The FairTax does not tax "used" goods but it is important to note that HR25 has a legal definition of the term "used". This is necessary to ensure that items are taxed only once and to prevent tax cheating.
Under the FairTax, for an item to be considered "used" it must be:
(1) purchased before the FairTax is enacted, or
(2) the FairTax on the item must have been previously paid.
Let's look at (1) above. Assume that Joe bought a new car in January of 2012. Let's further assume that the FairTax went into effect on Jan. 1, 2013. Since Joe owned the car before the enactment of the FairTax, it is considered a "used" car. It has the taxes from the existing tax system embedded in its price. Therefore, when Joe sells that car to Bill, Bill will not owe tax on the transaction.
Now, let's consider (2) above. The most common example is that Joe buys a new car for personal use and pays the FairTax on it. If Joe then sells his car to Bill, there would be no tax on it because the tax had already been paid. Let's look at another example. Assume that Joe owns a flower shop business and buys a van to use when making deliveries to his customers. No tax is charged on purchases for business purposes so that the FairTax on goods sold to consumers does not double tax, or put a tax on a tax.
If Joe decides to sell the van to his friend Bill (who is not in business) for use as his personal vehicle, then it would be a taxable sale to Bill. Why? Because Joe did not pay tax when he bought the van for his flower shop. Since no FairTax has been previously paid on that van, it is not considered used and the sale to Bill would be taxable.
If later, Bill decided he did not like driving a van and sold it to someone else, it would not be a taxable sale. Why? Because the tax had been previously paid (when Bill bought it from Joe) making the item "used"; and not subject to tax.
Since you're such a fan of "read the website," check this out:
Point 2.... Their will always be black markets. Right now I can gamble online even though its illegal. I can buy drugs and guns pretty easily. I also can buy things online and skip sales tax. The good news is those IRS agents out of jobs under a fair tax can find a job trying to close these markets. This is probably the biggest drawback to the Fair Tax. The good outweighs the bad IMO.... And if people are doing things illegally I hope they are prosecuted for it.

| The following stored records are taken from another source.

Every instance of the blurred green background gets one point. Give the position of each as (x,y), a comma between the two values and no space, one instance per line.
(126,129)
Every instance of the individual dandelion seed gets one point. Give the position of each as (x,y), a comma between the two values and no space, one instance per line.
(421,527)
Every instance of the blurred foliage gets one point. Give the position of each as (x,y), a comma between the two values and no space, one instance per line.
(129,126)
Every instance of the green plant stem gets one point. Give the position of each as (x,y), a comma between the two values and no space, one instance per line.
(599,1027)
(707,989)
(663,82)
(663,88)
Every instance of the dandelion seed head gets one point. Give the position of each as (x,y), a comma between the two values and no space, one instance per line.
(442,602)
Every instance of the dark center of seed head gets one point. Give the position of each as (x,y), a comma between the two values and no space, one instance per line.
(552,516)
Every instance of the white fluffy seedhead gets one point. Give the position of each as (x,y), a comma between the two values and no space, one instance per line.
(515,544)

Point 3... Of course it's a political nightmare... At first. Its a big change and most people fear change. Retirees will get over it. For one it repairs the social security system which is bankrupt.... For 2 they will no longer be taxed on SSI, Pension, IRA incomes. They will have more money... And possibly a prebate too. I'm sure lobbyists will be ****** too... They can't lobby for tax loopholes anymore.
The FAQ addresses a lot of these issues.... Like social security and mortgage interest deductions.

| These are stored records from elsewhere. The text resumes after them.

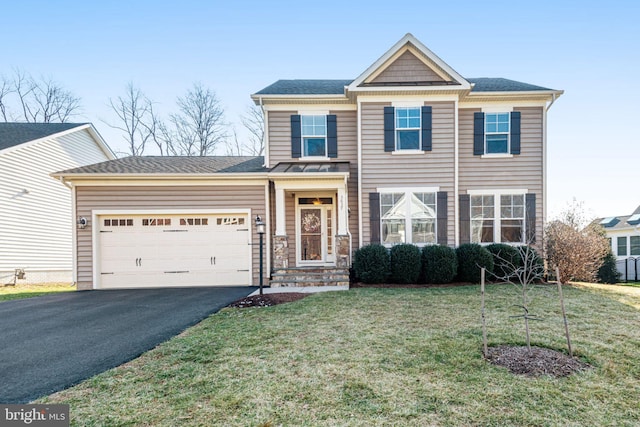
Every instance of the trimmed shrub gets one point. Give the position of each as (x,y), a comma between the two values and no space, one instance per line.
(405,263)
(608,271)
(506,259)
(471,257)
(371,264)
(439,264)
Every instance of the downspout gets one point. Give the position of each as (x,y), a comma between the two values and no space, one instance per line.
(74,233)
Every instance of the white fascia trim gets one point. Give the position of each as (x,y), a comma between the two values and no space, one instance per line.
(327,107)
(407,189)
(412,100)
(498,191)
(408,38)
(312,184)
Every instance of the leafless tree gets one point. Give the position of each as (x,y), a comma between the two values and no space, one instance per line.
(522,267)
(199,124)
(134,112)
(253,121)
(578,250)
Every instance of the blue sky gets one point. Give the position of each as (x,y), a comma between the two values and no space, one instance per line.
(589,49)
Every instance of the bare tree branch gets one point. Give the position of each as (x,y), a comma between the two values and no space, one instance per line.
(133,111)
(199,123)
(253,121)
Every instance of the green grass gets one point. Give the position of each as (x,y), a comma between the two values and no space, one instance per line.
(28,291)
(397,357)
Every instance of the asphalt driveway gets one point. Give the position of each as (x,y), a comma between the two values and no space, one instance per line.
(51,342)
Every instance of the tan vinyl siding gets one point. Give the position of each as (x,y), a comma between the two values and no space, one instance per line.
(407,68)
(36,226)
(523,171)
(280,151)
(431,169)
(280,136)
(89,199)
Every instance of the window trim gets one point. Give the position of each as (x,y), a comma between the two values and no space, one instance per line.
(397,129)
(487,133)
(497,214)
(408,237)
(303,137)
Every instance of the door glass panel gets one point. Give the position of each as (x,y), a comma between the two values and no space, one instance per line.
(311,234)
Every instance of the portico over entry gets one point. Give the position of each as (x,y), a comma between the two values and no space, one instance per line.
(311,215)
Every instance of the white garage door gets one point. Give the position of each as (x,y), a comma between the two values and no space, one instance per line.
(137,251)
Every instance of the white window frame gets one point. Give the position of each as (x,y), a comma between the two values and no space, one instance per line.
(304,136)
(398,129)
(497,214)
(408,226)
(487,133)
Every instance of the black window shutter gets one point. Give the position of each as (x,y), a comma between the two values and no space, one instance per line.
(465,220)
(515,132)
(441,208)
(332,136)
(530,209)
(296,137)
(374,217)
(389,129)
(478,134)
(426,128)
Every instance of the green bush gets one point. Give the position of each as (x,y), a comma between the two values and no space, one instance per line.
(506,259)
(471,257)
(439,264)
(371,264)
(405,263)
(608,271)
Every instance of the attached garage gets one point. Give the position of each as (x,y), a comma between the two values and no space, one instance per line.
(171,250)
(147,222)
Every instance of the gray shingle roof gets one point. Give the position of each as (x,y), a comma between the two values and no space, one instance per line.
(306,87)
(12,134)
(498,84)
(172,165)
(336,87)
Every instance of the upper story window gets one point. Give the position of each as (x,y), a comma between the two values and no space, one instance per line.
(496,133)
(408,217)
(498,218)
(314,136)
(407,128)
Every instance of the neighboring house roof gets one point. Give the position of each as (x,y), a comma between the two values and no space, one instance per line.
(12,134)
(168,165)
(306,87)
(622,222)
(336,87)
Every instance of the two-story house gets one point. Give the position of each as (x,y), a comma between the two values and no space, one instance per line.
(409,151)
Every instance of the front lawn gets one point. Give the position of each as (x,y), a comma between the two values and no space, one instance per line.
(27,291)
(405,357)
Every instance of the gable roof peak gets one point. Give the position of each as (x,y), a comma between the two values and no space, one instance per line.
(410,43)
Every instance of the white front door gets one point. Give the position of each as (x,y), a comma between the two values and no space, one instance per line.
(315,229)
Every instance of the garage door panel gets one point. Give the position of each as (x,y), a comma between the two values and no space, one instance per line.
(171,250)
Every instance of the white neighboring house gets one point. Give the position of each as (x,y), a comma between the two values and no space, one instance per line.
(624,234)
(36,219)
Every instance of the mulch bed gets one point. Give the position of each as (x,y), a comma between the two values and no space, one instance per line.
(537,362)
(267,300)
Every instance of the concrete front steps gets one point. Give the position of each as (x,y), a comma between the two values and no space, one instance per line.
(305,276)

1) 23% is a big tax increase for almost everyone. Most people with middle class incomes only pay between 10% and 15% in Federal Taxes
. The poor pay between 0% and 10%, usually. You not fixated on screwing the rich. You're fixated on screwing the poor and middle classes.
2) Arguing that people will find a way around a law is a terrible argument against a law. On the other hand, the way around this law is simple and legal. Buy used whenever possible. I think this would drive revenue down and force the tax rate to go up even more.
3) It's an everything nightmare.
- It's not simpler, it's convoluted and difficult to enforce.
- It raises taxes for the vast majority of the population.
- It lowers taxes for people who can actually afford to pay high taxes.
The fair tax is a scam, thought up by rich people who don't like paying a lot of taxes. It's packaged with the word "fair" and sold to idiots who are convinced that they too will one day be millionaires.